General information
- Type: Single seat competition glider
- National origin: Italy
- Manufacturer: SSVV (Sezioni Sperimentale di Volo a Vela), Milan
- Designer: Edgardo Ciani
- Number built: 1

History
- First flight: 1966

= Ciani Crib =

The Ciani EC.41/64 Crib or SSVV EC.41/64 Crib was a single seat, high performance glider designed and built in Italy in the 1960s. Only one was built.

==Design and development==

Edgardo Ciani's chief target with his Crib design was a glide angle of at least 35:1 using a wingspan of less than 18 m. It had had a three-part wing, built around a single spar and covered with narrow poplar strips. The wing was high mounted and of constant taper plan with semi-elliptical tips. Ailerons filled most of the trailing edges of the outer panels and there were parallel ruler type airbrakes, extending above and below the wing, mounted at mid-chord towards the outer ends of the centre section.
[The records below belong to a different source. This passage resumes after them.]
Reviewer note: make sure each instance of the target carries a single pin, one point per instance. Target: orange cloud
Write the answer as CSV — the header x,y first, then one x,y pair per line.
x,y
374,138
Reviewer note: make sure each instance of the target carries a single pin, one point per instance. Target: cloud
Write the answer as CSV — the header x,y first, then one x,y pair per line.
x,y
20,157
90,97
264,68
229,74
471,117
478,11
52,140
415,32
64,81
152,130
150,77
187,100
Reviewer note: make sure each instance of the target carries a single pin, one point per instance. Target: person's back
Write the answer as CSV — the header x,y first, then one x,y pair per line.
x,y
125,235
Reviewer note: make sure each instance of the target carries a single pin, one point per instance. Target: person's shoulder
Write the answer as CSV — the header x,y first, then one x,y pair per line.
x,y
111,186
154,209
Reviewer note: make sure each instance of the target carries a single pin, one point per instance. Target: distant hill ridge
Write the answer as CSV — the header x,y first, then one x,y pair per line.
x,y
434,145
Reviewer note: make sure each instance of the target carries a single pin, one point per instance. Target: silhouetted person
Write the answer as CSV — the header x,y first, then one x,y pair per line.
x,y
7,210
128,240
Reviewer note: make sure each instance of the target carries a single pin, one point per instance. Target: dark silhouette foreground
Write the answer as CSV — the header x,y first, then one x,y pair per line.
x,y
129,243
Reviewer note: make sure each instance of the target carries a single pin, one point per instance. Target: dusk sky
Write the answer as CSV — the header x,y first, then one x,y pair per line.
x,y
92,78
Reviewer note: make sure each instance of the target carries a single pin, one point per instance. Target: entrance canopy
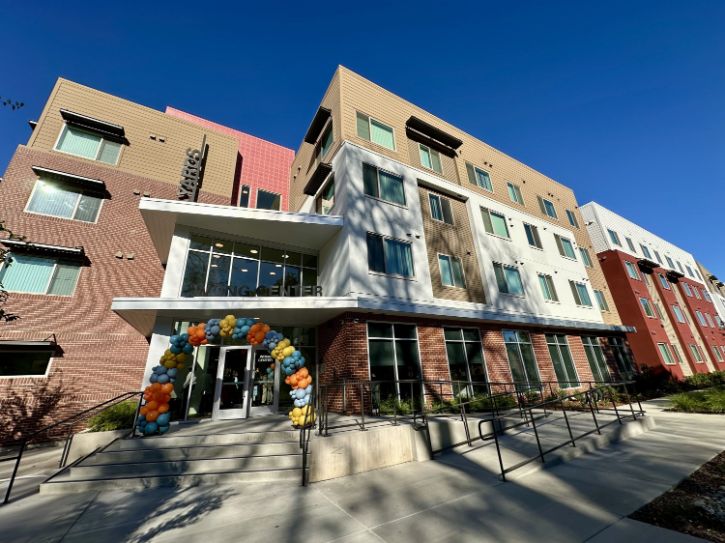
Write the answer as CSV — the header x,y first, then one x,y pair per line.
x,y
303,230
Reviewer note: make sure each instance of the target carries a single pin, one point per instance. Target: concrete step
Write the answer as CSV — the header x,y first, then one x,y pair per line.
x,y
186,467
198,452
65,484
190,440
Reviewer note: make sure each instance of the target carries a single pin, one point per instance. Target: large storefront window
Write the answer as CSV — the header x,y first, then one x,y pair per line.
x,y
562,360
596,359
216,267
465,360
522,361
393,351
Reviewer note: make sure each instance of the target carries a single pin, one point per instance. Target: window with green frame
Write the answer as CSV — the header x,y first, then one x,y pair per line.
x,y
562,360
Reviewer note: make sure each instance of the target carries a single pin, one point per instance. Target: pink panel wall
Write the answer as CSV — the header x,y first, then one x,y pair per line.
x,y
264,165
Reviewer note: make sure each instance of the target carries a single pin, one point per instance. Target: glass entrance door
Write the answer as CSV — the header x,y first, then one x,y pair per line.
x,y
232,383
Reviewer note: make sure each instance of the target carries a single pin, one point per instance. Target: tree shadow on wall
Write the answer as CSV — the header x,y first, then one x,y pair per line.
x,y
27,410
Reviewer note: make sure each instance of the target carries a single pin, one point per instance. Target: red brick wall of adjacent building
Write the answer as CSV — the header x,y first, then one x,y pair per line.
x,y
102,356
344,356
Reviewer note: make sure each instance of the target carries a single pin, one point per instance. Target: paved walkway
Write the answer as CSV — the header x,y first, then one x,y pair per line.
x,y
586,499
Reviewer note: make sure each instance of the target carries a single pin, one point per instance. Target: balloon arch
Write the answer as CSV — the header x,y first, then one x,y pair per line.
x,y
154,416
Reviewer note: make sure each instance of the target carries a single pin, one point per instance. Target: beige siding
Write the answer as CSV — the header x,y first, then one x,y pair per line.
x,y
142,156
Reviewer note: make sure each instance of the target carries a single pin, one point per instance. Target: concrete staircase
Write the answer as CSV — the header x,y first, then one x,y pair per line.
x,y
192,456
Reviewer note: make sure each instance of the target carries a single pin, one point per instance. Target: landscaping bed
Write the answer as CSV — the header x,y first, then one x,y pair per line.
x,y
696,506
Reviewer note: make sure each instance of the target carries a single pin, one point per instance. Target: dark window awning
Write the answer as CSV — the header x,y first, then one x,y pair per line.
x,y
113,132
318,123
427,134
318,177
65,177
646,264
44,249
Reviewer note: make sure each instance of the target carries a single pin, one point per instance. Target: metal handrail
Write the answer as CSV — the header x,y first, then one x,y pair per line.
x,y
70,422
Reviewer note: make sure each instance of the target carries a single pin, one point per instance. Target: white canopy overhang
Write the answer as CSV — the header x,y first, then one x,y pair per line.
x,y
303,230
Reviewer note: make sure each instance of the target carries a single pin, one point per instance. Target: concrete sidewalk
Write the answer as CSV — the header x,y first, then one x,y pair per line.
x,y
586,499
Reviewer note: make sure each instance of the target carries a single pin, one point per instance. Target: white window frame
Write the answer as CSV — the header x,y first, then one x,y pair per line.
x,y
75,209
98,151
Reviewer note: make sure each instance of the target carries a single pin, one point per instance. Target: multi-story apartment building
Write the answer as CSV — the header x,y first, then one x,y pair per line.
x,y
73,192
661,292
412,250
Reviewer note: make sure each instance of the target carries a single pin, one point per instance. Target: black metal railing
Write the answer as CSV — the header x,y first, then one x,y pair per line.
x,y
66,427
590,401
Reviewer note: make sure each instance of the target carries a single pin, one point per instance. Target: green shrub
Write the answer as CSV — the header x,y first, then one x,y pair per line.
x,y
115,417
710,400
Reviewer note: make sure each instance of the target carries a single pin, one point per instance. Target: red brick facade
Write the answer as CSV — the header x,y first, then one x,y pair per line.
x,y
102,356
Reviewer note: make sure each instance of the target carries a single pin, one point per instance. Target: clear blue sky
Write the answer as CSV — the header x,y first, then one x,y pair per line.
x,y
623,101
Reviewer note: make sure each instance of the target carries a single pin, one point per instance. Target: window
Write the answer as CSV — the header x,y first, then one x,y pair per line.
x,y
663,281
515,193
325,142
219,267
547,207
451,271
494,223
326,200
375,131
440,208
700,318
614,237
63,200
532,234
563,362
386,255
566,248
679,315
430,158
465,360
595,357
572,218
585,257
393,352
601,300
647,307
478,177
85,144
381,184
524,370
717,352
244,196
581,294
39,275
508,279
631,269
695,350
666,355
547,288
268,200
624,362
24,363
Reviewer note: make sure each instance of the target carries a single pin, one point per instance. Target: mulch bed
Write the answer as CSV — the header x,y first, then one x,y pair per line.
x,y
696,506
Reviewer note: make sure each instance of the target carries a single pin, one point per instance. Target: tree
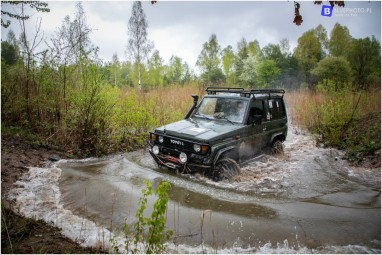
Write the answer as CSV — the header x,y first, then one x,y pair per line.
x,y
365,59
267,73
248,75
138,43
241,55
253,48
309,51
10,49
228,60
155,66
335,69
340,40
209,62
69,47
37,5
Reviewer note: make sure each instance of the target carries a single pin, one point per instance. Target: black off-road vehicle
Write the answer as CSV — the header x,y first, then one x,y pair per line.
x,y
227,128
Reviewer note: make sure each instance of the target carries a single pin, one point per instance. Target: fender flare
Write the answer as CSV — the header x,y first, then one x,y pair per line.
x,y
220,152
276,135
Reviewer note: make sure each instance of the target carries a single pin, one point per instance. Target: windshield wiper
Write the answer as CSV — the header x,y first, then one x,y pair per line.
x,y
220,115
202,116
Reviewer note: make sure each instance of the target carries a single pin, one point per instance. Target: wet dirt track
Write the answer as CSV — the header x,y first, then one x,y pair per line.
x,y
308,200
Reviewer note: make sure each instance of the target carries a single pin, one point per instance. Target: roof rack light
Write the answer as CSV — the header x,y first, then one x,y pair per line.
x,y
246,93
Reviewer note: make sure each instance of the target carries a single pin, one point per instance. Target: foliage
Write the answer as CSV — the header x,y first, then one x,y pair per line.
x,y
209,62
149,234
340,41
336,69
37,5
309,52
138,44
365,58
344,119
267,73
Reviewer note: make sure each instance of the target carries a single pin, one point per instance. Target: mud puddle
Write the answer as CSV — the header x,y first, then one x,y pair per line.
x,y
307,201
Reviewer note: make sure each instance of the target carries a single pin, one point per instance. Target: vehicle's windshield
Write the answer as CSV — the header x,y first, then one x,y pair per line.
x,y
222,108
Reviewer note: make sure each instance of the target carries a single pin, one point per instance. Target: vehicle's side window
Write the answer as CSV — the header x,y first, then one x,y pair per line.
x,y
257,108
276,108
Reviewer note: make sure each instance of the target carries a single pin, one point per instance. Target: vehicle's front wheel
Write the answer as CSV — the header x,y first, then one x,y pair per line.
x,y
225,169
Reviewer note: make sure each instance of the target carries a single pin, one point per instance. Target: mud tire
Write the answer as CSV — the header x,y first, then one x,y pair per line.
x,y
277,148
225,169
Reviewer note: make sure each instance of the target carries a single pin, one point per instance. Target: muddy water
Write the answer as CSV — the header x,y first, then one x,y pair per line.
x,y
308,200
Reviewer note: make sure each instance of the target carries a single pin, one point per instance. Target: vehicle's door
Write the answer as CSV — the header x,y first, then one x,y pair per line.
x,y
253,142
275,121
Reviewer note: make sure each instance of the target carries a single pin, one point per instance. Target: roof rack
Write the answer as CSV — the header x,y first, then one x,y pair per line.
x,y
244,93
213,90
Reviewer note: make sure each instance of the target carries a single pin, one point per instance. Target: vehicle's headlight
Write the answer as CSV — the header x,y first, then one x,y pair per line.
x,y
183,157
196,147
155,150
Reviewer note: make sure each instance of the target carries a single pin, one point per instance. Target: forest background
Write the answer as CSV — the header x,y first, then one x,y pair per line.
x,y
65,96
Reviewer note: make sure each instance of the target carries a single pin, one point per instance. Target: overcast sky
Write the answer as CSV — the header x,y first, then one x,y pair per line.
x,y
181,27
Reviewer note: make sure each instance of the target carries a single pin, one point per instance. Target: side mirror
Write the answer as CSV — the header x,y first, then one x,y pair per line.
x,y
257,119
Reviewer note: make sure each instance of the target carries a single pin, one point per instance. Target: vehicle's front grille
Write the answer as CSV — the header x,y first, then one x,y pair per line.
x,y
178,144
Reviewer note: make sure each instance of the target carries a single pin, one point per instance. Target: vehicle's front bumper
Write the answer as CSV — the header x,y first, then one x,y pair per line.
x,y
174,163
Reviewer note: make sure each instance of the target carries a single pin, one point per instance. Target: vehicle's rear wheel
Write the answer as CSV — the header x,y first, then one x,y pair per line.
x,y
225,169
277,148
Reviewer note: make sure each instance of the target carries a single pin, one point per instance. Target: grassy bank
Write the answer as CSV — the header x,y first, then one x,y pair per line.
x,y
343,119
114,119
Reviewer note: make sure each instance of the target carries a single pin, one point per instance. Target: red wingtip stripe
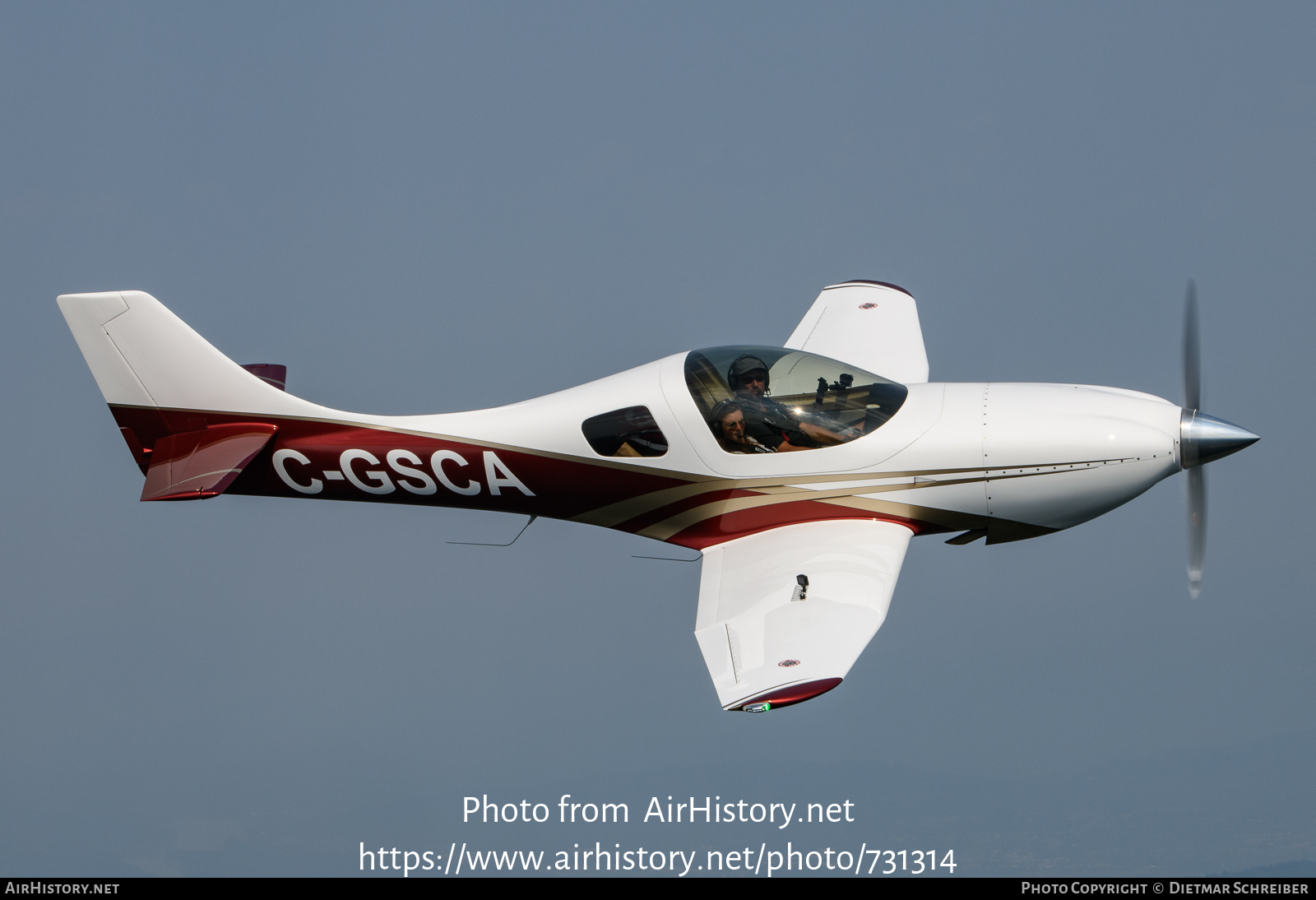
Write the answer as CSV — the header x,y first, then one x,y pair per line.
x,y
794,694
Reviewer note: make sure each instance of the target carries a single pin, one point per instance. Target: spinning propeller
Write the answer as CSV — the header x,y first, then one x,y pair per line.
x,y
1202,438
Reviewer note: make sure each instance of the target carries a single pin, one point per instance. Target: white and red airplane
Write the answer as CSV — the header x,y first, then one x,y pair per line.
x,y
800,471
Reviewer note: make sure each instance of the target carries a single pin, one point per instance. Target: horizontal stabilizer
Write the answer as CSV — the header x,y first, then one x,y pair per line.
x,y
203,463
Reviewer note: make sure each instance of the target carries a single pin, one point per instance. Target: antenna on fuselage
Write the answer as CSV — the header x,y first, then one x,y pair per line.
x,y
480,544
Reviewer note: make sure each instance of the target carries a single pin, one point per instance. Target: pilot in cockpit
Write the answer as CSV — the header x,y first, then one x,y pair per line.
x,y
767,421
728,424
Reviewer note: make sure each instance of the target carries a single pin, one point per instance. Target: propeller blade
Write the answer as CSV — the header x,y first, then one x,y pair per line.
x,y
1197,528
1191,350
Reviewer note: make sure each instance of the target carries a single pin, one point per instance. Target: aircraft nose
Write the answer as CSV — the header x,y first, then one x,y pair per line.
x,y
1204,438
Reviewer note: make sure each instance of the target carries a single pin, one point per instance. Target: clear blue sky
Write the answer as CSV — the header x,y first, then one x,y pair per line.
x,y
433,206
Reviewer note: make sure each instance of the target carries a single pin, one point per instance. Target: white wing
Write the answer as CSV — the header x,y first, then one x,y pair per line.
x,y
761,645
866,324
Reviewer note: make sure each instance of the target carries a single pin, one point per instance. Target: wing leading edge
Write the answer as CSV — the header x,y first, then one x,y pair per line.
x,y
866,324
763,643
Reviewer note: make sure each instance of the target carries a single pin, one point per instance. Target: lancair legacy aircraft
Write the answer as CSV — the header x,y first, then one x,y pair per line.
x,y
800,471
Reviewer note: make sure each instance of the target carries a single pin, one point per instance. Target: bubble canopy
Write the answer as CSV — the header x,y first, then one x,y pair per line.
x,y
782,399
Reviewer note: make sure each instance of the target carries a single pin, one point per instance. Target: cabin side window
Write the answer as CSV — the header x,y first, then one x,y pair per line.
x,y
631,432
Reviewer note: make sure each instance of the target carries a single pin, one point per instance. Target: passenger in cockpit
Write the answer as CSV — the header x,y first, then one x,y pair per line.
x,y
767,421
728,423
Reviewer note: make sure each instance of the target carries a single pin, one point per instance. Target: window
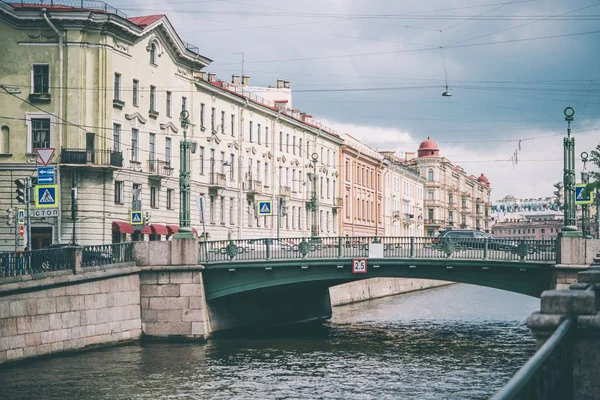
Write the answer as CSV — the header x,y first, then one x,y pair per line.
x,y
134,144
169,199
116,137
169,104
153,53
258,134
168,152
213,121
266,136
201,153
136,92
41,78
118,192
40,133
153,197
223,122
152,99
117,88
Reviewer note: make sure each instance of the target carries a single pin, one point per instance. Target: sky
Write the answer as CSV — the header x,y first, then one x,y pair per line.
x,y
376,69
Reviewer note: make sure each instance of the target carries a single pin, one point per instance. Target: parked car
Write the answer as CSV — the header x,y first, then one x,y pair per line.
x,y
55,255
469,238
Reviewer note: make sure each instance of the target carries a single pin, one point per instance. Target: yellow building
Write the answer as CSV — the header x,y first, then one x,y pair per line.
x,y
105,91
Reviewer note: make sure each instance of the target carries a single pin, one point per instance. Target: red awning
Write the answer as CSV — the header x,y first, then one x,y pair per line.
x,y
123,227
159,229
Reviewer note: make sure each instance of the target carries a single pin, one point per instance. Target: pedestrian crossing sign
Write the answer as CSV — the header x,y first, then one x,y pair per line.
x,y
46,196
580,197
264,208
136,218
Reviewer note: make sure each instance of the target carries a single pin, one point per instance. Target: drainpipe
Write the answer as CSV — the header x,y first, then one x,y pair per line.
x,y
60,114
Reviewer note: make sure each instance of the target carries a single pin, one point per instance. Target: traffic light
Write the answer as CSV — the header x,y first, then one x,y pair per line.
x,y
20,191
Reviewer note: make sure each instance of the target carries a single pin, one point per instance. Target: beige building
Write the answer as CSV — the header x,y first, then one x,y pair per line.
x,y
452,197
105,91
The Crib's fuselage had an ovoid cross-section, narrowing slightly towards the tail. Its pilot sat ahead of the wing leading edge in a semi-reclining position under a single piece canopy that continued the smooth upper fuselage line. The straight tapered horizontal tail was mounted on top of the fuselage, with the elevators ahead of the rudder hinge. The port elevator carried a trim tab. The fin and rudder were both straight edged, round tipped and swept, with the rudder reaching down to the keel. The Crib had a semi-recessed fixed monowheel undercarriage, fitted with brakes and assisted by a skid with rubber shock absorbers and a shallow tail bumper.

The Crib, like Ciani's other designs, was built by the Sezioni Sperimentale di Volo a Vela (SSVV), an offshoot of Aeroclub Volovelistio Milanese, who completed it in the spring of 1966. It was hoped that small series production would result, but this did not happen.